By Acee Agoyo
The leader of the National Congress of American Indians
is promising more transparency in hopes of overcoming a controversy that continues to overshadow the organization's efforts to advocate for the needs of tribes and their citizens.
In an address during NCAI's winter session in Washington, D.C., this week, President Jefferson Keel revealed the broad outlines of what he said was a "comprehensive, independent review" into the organization's workplace environment. He said "outside experts" spent months looking at how allegations of harassment, intimidation and misconduct among staff had been handled in the past.
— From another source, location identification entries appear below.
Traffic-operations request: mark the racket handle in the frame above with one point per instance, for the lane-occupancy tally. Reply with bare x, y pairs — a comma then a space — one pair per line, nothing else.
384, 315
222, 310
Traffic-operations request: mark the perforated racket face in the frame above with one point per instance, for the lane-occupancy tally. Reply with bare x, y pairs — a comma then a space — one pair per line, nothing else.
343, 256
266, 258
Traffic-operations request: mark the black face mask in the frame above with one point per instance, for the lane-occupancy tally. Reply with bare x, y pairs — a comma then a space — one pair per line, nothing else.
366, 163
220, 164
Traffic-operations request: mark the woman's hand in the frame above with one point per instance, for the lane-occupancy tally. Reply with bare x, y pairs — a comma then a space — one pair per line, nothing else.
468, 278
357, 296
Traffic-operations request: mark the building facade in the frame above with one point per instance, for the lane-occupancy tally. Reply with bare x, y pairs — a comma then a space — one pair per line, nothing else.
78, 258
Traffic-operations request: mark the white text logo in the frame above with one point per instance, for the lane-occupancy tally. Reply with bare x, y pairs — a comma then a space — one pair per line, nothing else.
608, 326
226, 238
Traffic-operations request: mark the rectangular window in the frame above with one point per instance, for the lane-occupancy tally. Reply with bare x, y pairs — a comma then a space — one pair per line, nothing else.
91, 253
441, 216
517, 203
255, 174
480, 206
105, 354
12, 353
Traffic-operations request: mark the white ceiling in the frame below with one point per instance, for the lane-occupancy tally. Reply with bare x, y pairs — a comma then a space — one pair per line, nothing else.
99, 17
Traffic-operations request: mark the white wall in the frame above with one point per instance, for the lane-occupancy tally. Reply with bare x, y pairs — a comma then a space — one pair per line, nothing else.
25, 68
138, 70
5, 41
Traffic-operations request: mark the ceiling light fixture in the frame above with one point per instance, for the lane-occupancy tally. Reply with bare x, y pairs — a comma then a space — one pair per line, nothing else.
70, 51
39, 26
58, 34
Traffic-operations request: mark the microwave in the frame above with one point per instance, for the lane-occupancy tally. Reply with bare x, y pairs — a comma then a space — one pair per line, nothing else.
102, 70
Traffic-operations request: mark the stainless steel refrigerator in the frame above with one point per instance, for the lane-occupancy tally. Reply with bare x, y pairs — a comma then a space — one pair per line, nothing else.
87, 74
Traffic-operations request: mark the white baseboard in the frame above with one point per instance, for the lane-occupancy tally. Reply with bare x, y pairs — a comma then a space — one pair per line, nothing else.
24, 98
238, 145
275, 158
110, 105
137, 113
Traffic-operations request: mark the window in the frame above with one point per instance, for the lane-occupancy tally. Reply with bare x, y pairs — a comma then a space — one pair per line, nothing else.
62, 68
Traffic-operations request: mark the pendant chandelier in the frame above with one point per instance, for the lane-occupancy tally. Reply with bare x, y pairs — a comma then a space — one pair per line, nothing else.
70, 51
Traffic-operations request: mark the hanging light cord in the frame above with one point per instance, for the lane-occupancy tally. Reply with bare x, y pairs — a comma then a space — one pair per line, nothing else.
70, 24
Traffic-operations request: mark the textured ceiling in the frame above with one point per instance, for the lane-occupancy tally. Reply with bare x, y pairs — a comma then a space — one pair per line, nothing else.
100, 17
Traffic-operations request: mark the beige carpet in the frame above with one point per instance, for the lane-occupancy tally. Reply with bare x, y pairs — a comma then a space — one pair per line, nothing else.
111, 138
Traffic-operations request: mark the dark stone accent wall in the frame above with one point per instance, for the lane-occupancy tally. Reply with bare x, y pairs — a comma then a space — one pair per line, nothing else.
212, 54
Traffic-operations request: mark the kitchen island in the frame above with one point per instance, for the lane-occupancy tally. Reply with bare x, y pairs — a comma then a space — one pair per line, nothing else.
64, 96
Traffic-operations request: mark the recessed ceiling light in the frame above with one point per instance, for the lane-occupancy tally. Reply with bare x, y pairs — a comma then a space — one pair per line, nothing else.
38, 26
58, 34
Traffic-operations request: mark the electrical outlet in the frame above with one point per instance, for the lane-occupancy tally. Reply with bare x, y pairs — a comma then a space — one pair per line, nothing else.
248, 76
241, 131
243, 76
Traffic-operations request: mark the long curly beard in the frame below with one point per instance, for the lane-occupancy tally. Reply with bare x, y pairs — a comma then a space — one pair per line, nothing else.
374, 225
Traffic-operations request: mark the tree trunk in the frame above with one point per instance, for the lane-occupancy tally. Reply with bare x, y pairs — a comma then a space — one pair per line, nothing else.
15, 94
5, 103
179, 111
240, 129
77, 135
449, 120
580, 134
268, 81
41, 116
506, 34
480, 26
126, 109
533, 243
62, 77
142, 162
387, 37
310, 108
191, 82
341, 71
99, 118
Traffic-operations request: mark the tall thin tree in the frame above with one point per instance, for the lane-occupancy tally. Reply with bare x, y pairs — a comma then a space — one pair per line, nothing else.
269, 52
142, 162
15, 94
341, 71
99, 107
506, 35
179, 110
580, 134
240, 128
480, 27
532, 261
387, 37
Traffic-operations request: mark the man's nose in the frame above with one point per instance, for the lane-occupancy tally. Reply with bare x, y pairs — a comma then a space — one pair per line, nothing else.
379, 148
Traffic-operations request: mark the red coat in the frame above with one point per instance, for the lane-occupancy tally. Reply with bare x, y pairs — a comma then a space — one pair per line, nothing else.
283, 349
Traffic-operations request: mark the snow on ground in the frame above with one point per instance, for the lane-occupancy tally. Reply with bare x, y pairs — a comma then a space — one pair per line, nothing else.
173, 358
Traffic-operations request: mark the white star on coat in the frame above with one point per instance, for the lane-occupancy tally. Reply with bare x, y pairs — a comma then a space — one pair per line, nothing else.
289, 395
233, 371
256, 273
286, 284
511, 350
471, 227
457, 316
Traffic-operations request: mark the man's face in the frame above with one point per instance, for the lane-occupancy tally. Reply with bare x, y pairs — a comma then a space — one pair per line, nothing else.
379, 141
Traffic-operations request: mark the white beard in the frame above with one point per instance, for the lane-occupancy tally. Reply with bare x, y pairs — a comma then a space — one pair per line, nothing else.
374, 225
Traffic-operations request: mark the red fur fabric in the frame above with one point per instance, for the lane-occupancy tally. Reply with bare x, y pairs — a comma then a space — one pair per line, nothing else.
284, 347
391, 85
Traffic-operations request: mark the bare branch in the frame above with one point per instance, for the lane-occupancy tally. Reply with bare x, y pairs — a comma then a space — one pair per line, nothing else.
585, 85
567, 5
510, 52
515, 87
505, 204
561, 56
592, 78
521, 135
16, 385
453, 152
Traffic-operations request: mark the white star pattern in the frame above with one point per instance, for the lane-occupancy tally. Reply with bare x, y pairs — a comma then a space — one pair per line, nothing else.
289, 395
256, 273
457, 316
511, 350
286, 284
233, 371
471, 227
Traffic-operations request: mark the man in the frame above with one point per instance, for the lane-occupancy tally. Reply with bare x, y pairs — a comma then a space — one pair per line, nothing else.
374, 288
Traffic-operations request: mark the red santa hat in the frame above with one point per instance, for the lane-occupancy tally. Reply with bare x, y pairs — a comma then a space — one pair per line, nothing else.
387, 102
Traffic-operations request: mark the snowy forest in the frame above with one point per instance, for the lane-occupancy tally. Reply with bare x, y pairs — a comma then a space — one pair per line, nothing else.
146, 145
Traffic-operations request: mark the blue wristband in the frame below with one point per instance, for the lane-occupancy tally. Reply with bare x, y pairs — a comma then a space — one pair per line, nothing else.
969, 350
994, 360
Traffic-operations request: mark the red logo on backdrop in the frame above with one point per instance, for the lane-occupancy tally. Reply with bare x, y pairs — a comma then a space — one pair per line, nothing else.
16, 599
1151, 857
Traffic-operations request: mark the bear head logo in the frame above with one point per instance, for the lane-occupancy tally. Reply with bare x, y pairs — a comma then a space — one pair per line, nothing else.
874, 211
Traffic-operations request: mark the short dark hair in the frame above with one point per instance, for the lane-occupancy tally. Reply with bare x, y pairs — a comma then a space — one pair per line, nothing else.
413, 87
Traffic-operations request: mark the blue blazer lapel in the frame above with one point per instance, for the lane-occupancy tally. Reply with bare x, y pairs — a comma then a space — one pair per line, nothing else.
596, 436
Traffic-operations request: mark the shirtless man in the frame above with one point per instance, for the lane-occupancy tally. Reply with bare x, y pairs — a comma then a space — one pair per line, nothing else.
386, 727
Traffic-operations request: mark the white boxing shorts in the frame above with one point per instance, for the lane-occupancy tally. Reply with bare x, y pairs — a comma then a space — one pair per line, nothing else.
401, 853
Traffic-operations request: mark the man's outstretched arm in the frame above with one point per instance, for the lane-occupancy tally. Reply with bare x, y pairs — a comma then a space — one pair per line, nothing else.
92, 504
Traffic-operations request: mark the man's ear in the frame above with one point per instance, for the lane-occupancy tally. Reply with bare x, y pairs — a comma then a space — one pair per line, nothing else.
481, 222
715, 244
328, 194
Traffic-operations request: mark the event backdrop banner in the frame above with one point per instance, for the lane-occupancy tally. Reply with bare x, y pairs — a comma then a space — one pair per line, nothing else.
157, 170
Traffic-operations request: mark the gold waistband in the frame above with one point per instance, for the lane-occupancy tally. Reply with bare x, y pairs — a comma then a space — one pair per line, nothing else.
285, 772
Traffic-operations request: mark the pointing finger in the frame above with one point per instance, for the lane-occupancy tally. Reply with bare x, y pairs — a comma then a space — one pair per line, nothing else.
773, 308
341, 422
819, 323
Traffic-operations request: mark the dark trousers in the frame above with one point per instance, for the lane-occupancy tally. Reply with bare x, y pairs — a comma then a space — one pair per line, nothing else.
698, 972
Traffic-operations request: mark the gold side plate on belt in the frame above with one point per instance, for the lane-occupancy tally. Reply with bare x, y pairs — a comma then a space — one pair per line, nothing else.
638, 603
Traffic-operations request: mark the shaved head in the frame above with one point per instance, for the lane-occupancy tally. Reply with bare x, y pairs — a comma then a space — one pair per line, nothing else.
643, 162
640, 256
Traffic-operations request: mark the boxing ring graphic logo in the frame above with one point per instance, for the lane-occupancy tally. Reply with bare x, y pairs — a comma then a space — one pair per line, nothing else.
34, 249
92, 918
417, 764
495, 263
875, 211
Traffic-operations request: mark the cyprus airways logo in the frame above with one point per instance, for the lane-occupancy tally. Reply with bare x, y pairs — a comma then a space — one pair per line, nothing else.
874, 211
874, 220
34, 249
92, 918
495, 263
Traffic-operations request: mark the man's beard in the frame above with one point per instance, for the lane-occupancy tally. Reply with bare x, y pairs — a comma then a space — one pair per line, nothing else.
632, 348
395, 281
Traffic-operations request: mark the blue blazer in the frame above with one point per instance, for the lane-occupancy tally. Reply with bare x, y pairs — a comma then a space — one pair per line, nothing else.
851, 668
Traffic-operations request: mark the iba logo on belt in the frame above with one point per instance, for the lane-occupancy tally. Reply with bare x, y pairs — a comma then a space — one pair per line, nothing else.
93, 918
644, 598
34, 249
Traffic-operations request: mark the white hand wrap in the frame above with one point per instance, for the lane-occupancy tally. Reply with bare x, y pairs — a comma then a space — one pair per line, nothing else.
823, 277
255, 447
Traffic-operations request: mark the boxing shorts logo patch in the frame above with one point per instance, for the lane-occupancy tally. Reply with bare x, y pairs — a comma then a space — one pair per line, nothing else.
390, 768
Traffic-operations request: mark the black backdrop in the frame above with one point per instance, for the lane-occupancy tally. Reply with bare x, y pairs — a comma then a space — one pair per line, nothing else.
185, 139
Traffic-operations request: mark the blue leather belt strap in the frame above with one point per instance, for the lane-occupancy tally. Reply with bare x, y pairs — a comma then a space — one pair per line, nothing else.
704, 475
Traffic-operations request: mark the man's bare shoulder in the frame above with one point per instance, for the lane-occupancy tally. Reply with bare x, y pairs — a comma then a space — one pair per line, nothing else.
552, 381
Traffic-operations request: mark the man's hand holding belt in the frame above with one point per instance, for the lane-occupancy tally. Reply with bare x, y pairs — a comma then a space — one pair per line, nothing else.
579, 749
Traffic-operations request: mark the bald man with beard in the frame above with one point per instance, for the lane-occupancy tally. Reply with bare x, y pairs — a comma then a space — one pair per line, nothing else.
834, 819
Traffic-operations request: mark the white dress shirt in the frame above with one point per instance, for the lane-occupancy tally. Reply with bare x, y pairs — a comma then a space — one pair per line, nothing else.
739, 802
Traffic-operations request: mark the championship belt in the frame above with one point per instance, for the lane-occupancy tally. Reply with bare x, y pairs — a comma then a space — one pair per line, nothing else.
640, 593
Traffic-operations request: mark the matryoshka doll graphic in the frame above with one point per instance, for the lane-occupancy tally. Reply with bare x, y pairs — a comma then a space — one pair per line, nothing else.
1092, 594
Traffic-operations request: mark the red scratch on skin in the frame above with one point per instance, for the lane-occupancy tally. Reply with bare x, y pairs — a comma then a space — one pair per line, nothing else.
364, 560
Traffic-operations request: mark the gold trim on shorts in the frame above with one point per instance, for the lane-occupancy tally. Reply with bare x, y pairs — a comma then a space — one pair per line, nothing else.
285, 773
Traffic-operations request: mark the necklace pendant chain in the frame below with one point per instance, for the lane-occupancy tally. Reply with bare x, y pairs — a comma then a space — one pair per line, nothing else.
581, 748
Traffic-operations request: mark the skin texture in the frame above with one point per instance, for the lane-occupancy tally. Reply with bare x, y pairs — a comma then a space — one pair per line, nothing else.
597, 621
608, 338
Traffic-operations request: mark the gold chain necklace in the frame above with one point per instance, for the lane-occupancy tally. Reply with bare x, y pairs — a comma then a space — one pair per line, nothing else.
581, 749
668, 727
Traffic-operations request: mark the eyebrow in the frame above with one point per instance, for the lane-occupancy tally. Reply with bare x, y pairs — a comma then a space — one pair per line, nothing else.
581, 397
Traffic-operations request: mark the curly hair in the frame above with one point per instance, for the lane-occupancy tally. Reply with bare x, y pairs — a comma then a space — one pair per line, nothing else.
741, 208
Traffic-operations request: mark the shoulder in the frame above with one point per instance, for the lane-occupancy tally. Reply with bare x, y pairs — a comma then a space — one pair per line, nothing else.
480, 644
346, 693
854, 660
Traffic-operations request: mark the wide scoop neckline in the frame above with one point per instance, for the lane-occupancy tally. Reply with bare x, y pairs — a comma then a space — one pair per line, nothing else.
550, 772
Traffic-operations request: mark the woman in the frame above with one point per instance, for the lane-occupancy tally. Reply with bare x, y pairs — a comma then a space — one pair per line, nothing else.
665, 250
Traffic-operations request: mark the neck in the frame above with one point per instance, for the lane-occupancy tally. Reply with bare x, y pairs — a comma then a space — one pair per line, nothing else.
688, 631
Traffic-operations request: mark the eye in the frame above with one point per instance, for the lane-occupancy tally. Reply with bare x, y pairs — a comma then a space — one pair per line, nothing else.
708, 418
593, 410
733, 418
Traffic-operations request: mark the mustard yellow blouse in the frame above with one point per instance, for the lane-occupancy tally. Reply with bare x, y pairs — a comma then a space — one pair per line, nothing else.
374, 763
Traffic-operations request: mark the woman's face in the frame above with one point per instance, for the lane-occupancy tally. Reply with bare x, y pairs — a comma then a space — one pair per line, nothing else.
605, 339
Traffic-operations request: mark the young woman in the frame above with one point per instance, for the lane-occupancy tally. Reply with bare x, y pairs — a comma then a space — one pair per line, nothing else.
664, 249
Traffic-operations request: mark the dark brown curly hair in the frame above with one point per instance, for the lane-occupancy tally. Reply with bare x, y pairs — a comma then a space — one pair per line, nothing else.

"First, we wanted to make sure that NCAI is a safe place for women to work," Keel said of a process initiated at the request of tribal leaders following Indianz.Com's first report into the matter
almost six months ago.
"Based on the findings of that review, I can assure you that it is indeed a safe place for women to work," Keel said on Tuesday.
But in addressing the controversy for the first time in public since a milestone conference last October
, Keel declined to provide specifics about a scandal that led to the ouster of its senior attorney
and the suspension of its highest-ranking staffer
. He did not explain, for example, whether any allegations made by women who have left the organization in droves
were ever substantiated or, for that matter, whether their voices were validated.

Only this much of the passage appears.